El Policial, una herramienta para hablar de la historia

–No parece casual que hayas usado el policial –más allá de la relación que el género tiene con la obra de Walsh–, porque resulta una herramienta muy útil para mostrar un contexto social de una determinada manera.
–Esa es una de las grandezas del policial porque desnuda una violencia que está siempre latente en la sociedad capitalista. El policial como género masivo, plebeyo y popular cuaja poniendo sus recursos al servicio de historias concretas, policiales y de averiguación de la verdad. Es una creación del capitalismo porque es ahí donde más se esconden las relaciones de violencia, donde más se mediatizan a través del mercado, del presupuesto de que todos los ciudadanos son iguales ante la ley. De que la democracia burguesa es por lo menos lo esperable o lo deseable y en todo caso, si en el capitalismo hay una dictadura, se la justifica como herramienta para preparar al pueblo para alcanzar la madurez democrática. El capitalismo tiene un discurso de igualdad social, de igualdad de oportunidades: en el mercado somos todos iguales en tanto tengamos dinero.
–Y es eso lo que nos transforma en profundamente desiguales.
–Por supuesto. En la Edad Media si vos tenías una tierra y yo la quería, la historia era simple: agarraba mi gente (la que había nacido en mi tierra), la armaba y la mandaba a matarte. Yo me ponía delante y si te mataba me quedaba con tu tierra y se acabó. Y si yo, dueño de la tierra, me quería acostar con tu hija también lo hacía, porque era el dueño de la tierra. Las relaciones de violencia eran completamente desnudas. El capitalismo encubre todo esto con un aparato jurídico de igualdad y de libertad que sólo lo es en términos legales. Como dice Marx: el obrero tiene la libertad de morirse de hambre si no quieres ser obrero, ya no es un esclavo, no es un siervo de la gleba, nadie lo obliga a ser obrero.
–Digamos que hoy si alguien quiere acostarse con mi hija tiene que hacer aprobar una ley en el Congreso.
–Claro: ahora existe la ley y la ley encubre. Ahora existe la democracia, que hace parecer que delegamos nuestro poder soberano en nuestros representantes. Todo este andamio de legalidad jurídica esconde una violencia feroz.
–La ley viene a velar, y aquello que permanece velado va ganando fuerza porque se naturaliza cada vez más.

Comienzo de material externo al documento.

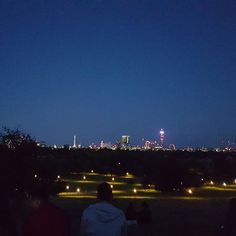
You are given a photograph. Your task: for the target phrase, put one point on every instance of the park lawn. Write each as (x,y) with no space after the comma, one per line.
(200,213)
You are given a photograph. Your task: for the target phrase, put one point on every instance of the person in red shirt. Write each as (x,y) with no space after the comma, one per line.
(46,219)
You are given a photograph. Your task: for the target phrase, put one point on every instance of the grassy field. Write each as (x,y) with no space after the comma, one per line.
(199,213)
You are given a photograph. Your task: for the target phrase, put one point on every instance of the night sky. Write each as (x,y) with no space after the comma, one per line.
(103,68)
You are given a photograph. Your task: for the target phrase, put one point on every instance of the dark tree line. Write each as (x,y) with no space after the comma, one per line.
(21,159)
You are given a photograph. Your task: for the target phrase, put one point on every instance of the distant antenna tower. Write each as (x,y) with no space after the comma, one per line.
(162,136)
(74,143)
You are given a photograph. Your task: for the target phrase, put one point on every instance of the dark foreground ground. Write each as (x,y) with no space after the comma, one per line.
(171,216)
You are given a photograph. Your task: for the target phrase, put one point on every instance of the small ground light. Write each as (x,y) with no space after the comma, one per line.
(190,191)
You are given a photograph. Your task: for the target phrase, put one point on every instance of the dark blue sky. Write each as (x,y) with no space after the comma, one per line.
(103,68)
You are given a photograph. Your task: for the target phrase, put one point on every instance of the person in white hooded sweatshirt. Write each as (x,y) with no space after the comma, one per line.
(102,218)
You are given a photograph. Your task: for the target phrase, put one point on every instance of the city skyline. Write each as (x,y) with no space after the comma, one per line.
(101,69)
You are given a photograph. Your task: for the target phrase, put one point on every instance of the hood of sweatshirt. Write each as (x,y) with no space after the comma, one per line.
(104,212)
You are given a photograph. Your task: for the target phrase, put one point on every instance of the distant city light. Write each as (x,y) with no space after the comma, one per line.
(190,191)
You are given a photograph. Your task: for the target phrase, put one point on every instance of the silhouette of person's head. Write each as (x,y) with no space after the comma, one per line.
(39,195)
(104,192)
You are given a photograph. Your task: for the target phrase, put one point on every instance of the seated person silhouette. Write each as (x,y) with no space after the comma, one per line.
(103,218)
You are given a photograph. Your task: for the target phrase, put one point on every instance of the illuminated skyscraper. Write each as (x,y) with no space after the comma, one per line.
(125,139)
(74,143)
(162,136)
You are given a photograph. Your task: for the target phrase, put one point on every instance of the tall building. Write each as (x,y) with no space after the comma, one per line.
(125,139)
(74,142)
(162,136)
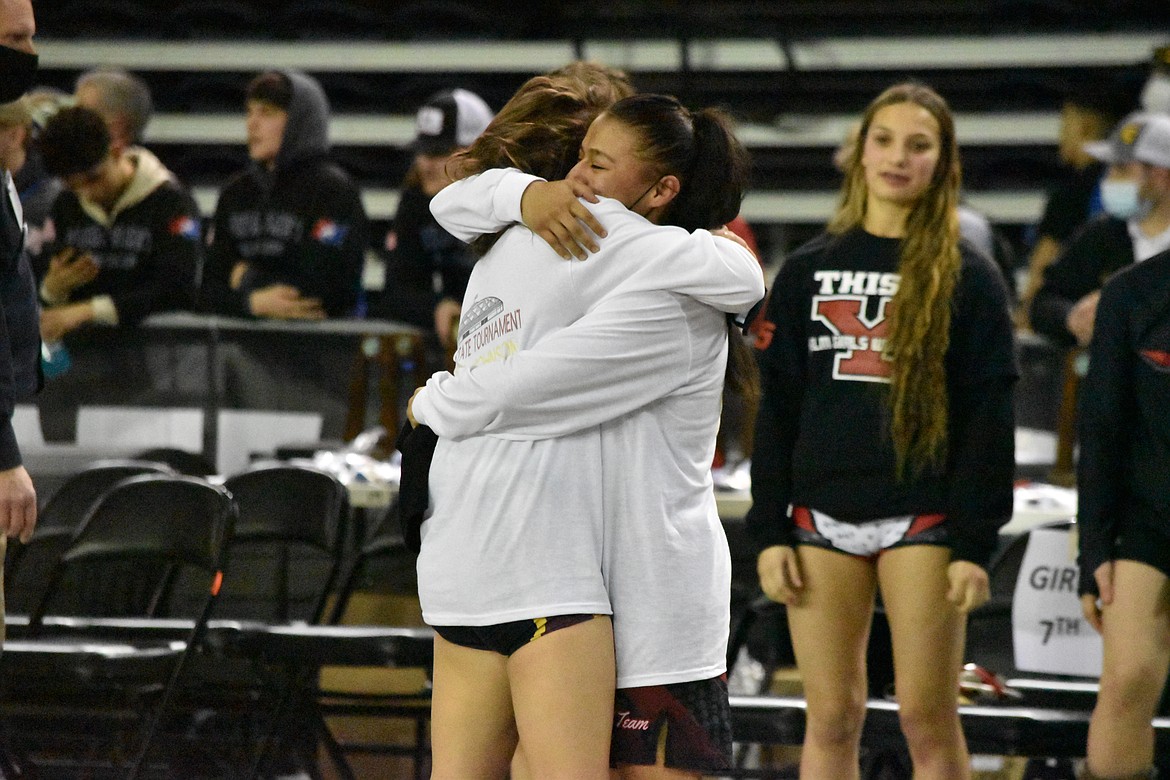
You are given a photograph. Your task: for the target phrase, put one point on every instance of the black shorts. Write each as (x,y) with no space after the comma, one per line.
(689,723)
(1138,542)
(507,637)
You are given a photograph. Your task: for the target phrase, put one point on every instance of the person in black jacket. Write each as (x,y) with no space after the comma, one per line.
(20,344)
(886,425)
(288,242)
(426,267)
(289,233)
(1136,225)
(1123,511)
(126,244)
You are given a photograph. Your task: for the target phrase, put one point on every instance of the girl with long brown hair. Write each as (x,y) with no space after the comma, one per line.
(883,448)
(516,563)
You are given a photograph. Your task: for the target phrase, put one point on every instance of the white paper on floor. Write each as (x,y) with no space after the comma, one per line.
(132,428)
(243,432)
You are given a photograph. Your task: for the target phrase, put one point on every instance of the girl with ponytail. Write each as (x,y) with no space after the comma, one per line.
(883,446)
(586,392)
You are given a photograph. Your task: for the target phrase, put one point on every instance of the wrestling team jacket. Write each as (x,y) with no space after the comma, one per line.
(148,248)
(1095,253)
(302,225)
(1123,470)
(821,434)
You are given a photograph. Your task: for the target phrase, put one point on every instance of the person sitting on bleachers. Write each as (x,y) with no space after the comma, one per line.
(426,267)
(126,244)
(122,99)
(1086,116)
(289,233)
(1136,197)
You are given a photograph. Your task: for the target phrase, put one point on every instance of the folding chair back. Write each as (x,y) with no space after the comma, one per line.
(28,566)
(155,526)
(156,523)
(382,565)
(287,550)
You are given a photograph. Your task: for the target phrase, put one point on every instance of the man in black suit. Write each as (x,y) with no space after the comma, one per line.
(20,339)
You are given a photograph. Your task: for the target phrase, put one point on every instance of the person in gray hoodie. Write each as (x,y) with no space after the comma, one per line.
(287,243)
(289,233)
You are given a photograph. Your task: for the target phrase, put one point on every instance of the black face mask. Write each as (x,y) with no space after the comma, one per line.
(18,73)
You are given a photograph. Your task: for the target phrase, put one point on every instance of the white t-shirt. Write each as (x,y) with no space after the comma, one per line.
(646,365)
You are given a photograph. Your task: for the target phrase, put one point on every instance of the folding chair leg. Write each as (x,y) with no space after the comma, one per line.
(9,770)
(335,750)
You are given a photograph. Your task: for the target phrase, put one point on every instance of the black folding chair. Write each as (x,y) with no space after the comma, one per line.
(107,697)
(385,566)
(28,565)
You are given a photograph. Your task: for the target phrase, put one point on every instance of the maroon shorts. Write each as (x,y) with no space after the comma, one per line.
(507,637)
(688,725)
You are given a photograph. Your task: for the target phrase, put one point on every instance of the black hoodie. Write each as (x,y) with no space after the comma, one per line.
(301,223)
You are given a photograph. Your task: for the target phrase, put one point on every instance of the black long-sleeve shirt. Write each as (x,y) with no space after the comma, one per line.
(821,433)
(1123,471)
(20,335)
(149,253)
(303,226)
(1096,252)
(426,264)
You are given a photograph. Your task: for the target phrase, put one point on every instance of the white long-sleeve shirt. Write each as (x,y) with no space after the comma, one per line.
(646,365)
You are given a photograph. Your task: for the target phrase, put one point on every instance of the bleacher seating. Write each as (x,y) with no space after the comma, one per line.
(793,73)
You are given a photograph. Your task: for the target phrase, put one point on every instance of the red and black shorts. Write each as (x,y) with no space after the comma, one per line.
(680,725)
(507,637)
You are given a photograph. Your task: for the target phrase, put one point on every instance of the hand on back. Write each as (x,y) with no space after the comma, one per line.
(551,209)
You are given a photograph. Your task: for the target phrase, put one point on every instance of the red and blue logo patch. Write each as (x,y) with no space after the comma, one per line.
(186,227)
(1157,359)
(329,233)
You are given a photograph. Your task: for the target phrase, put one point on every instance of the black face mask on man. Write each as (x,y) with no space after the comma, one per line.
(18,73)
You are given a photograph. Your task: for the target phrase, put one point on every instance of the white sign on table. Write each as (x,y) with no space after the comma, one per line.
(1050,635)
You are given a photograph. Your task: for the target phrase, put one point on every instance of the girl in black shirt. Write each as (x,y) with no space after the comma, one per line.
(886,426)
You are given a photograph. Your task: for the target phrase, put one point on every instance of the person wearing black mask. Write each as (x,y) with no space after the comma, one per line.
(20,340)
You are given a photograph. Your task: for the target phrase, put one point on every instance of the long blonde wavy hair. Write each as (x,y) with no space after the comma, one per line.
(919,332)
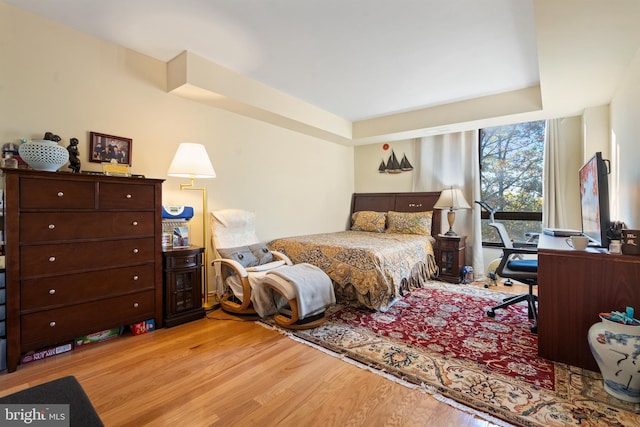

–El crimen es entonces el momento en que esa violencia reaparece. Y ahí viene el policial, que trabaja sobre esos instantes de “anormalidad”, los momentos en donde la ley o las instancias judiciales no alcanzan, donde la justicia por mano propia no importa. En esos momentos en donde aparece la llaga de la violencia que el sistema trata de encubrir aparece la anormalidad del relato policial. Y es por eso que como género es revelador, porque revela todo: la corrupción; las contradicciones del sistema; que la ley no alcanza. Que no somos para nada todos iguales y que el consenso no soluciona todo.


Artículo publicado originalmente en la sección Cultura del diario Tiempo Argentino.